20.8 Putting It All Together: Comparing Objectives
As an overarching illustration, let \(\hat{f}\) be any trained predictor (ML model, regression, etc.) and let \(\hat{\beta}\) be a parameter estimator from a structural or causal model. Their respective tasks differ:
- Form of Output
- \(\hat{f}\) is a function from \(\mathcal{X} \to \mathcal{Y}\).
- \(\hat{\beta}\) is a vector of parameters with theoretical meaning.
- Criterion
- Prediction: Minimizes predictive loss \(\mathbb{E}[L(Y,\hat{f}(X))]\).
- Causal Inference: Seeks \(\beta\) such that \(Y = m_\beta(X)\) is a correct structural representation.
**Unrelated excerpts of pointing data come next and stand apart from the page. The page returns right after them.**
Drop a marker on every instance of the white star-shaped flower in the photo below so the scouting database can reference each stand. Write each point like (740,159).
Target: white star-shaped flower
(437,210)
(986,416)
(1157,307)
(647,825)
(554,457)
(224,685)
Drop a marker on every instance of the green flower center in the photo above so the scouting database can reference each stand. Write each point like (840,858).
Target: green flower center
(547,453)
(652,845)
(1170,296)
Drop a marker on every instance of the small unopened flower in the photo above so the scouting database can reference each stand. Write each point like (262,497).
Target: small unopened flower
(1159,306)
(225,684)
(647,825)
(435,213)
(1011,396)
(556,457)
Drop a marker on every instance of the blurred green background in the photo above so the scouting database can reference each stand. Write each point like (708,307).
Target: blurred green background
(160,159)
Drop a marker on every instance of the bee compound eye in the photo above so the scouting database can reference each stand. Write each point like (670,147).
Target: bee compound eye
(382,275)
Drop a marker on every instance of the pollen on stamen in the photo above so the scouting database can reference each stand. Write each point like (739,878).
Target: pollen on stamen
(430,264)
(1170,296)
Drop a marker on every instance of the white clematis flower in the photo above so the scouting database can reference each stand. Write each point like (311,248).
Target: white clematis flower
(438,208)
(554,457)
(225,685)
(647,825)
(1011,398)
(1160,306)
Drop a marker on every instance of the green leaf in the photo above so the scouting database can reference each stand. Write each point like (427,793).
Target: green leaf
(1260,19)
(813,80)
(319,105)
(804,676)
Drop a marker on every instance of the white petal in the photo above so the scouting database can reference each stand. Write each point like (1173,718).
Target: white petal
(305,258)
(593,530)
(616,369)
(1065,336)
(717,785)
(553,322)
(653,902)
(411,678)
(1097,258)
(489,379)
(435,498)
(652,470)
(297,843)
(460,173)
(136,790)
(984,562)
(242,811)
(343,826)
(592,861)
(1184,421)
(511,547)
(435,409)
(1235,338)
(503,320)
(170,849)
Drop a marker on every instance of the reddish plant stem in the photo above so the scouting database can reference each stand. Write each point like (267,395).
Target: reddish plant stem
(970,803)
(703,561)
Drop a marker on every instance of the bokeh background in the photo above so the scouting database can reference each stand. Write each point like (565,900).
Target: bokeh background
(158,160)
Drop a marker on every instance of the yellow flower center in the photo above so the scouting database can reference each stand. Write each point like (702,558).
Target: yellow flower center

Minimizes bias in \(\beta\), or satisfies orthogonality conditions in method-of-moments style, etc.
- Validity
- Prediction: Usually validated by out-of-sample experiments or cross-validation.
- Estimation: Validated by theoretical identification arguments, assumptions about exogeneity, randomization, or no omitted confounders.
- Interpretation
- Prediction: “\(\hat{f}(x)\) is our best guess of \(Y\) for new \(x\).”
- Causal Inference: “\(\beta\) measures how \(Y\) changes if we intervene on \(X\).”